Global sleep patterns

To study global sleep patterns, the three researchers looked at whether a device was online or offline across 645 cities over a seven-year period. It found people living in major cities generally sleep more compared to surrounding satellite cities.

Japanese people have the least sleep, generally with 7.27 hours per night, while Argentinians have 10.26 hours sleep per night on average.

Australia ranked number 30 out of 45 countries, averaging 8.68 hours sleep per night – more than the Chinese, English, Canadians, Americans and New Zealanders. Over the period, though North America remained consistent, the amount of sleep enjoyed by Europeans declined whereas in East Asia sleep patterns increased, suggesting, for the first time, a form of global sleep duration convergence.

The working paper also used the database to estimate how internet use drove local economic activity and industry productivity.

It found service sectors facing digital competition through outsourcing such as publishing, news, film production, administrative support and education suffered as local internet usage increased.

Other sectors

Sectors that are constrained by location, prosper with increasing internet reach such as wholesale, retail, real estate, repairs, hairdressing, mining, transportation and accommodation.
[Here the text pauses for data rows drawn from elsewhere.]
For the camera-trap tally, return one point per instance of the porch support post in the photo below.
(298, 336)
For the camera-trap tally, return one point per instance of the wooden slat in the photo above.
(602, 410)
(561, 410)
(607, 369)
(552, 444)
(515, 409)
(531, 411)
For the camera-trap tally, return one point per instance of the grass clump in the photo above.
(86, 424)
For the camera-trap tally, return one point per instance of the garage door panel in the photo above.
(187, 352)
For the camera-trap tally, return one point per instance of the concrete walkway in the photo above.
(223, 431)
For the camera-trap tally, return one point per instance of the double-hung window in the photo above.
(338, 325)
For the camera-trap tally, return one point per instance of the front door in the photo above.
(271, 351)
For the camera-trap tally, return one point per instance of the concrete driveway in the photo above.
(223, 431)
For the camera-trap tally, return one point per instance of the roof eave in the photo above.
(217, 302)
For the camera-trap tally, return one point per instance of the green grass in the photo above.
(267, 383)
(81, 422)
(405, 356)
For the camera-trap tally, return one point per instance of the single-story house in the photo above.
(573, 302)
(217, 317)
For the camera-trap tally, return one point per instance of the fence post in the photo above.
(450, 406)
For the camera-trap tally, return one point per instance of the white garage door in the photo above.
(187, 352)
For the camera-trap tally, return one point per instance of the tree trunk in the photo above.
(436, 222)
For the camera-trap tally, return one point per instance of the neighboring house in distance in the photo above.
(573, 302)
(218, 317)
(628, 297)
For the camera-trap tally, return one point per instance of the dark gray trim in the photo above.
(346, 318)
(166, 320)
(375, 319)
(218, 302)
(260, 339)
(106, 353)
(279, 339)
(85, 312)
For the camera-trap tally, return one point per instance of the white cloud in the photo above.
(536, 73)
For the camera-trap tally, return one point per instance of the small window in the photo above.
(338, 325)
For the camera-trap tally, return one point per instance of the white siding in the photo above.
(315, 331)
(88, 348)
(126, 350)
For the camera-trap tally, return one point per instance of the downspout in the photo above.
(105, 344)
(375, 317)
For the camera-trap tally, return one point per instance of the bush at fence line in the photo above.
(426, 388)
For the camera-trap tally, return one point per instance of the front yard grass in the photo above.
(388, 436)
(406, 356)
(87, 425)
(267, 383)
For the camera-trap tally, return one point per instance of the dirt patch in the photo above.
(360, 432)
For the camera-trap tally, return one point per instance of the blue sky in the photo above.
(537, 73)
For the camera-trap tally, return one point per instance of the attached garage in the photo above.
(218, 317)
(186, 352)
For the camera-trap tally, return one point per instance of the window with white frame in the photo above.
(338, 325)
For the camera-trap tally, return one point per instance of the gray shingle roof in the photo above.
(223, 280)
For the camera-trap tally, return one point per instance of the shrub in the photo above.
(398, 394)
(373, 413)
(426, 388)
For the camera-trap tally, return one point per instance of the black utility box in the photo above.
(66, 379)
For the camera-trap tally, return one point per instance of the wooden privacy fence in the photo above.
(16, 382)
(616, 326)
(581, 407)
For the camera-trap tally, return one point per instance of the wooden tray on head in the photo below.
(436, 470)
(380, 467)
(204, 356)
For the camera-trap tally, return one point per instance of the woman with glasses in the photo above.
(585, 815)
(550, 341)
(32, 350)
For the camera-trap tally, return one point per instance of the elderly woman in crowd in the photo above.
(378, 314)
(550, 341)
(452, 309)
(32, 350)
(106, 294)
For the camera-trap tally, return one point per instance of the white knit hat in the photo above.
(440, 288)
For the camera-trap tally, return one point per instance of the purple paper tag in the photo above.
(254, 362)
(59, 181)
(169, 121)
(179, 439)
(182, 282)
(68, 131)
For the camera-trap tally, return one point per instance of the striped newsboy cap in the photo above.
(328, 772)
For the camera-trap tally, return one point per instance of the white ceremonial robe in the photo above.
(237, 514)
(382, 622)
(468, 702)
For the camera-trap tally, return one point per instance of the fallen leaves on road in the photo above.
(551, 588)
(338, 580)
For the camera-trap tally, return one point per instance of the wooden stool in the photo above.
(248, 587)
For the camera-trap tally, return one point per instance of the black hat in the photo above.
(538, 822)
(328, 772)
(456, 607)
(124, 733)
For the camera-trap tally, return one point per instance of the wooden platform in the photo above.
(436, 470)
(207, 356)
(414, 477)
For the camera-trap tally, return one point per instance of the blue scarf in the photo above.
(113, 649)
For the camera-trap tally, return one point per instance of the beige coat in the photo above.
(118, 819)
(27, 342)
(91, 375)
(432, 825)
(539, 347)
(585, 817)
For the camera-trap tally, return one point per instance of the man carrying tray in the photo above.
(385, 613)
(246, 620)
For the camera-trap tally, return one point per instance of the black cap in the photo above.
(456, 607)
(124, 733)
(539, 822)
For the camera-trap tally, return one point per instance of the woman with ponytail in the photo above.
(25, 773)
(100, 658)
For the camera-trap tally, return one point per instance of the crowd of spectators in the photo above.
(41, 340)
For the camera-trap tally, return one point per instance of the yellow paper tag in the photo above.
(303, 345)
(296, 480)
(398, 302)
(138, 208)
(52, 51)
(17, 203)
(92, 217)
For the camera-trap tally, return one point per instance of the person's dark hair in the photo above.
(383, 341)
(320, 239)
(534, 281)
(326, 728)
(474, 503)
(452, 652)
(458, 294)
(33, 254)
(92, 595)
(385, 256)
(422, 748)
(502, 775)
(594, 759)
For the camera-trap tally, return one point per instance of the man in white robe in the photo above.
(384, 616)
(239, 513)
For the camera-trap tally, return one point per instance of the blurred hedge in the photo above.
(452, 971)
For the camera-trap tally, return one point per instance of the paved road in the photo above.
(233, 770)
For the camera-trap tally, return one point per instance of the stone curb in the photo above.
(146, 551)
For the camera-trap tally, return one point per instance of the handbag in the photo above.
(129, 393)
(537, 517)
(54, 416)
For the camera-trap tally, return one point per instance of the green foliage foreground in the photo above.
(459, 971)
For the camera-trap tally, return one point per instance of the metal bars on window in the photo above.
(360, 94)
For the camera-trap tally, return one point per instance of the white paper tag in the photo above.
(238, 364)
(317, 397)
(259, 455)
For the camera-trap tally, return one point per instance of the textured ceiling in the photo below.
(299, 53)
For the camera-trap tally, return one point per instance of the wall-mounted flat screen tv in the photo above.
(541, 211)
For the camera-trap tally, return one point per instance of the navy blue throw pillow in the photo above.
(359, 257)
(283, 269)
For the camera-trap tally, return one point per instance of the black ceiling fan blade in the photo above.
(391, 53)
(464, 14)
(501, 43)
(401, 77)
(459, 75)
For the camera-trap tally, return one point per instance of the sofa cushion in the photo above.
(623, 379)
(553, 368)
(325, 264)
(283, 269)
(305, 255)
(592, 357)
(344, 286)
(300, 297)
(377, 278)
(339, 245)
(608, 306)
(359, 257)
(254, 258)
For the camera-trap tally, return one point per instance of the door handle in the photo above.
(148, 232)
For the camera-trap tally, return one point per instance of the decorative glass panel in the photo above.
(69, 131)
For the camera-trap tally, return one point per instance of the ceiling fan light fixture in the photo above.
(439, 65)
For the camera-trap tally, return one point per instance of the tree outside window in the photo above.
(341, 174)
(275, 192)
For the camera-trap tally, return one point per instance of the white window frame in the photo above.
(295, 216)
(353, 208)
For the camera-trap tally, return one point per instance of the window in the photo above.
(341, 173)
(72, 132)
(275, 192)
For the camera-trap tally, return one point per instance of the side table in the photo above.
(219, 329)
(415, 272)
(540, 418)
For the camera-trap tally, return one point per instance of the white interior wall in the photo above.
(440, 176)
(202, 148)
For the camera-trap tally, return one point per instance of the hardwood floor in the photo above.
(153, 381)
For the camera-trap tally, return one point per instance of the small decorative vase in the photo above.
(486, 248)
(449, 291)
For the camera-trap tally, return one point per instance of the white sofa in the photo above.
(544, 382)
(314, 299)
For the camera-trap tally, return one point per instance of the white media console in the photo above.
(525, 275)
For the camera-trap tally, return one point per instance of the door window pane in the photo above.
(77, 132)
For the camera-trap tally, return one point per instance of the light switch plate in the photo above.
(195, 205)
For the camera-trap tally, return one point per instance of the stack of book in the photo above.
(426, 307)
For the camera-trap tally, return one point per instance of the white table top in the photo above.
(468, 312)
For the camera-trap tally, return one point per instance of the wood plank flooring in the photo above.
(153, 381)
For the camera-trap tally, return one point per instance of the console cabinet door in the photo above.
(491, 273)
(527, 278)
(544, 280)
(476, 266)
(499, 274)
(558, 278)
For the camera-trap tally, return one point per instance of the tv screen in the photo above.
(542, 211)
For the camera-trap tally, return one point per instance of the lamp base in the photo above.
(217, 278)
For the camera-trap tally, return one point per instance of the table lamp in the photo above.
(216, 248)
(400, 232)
This is probably due to lowered consumer search costs and efficiency gains.

The team believe the database may be also used to analyse how internet availability impacts on political mobilisation and protests. By bringing other databases of geo-located political activity to their internet activity database they are hoping to be able to shed light on the hot topic of the internet’s role in various forms of political dissent.

“Our work can be considered part of a new, exciting wave of truly multi-disciplinary, integrative research, our research findings span the disciplines of economics, computer science, and biology, while leveraging infrastructure used by physicists,” Dr Angus says.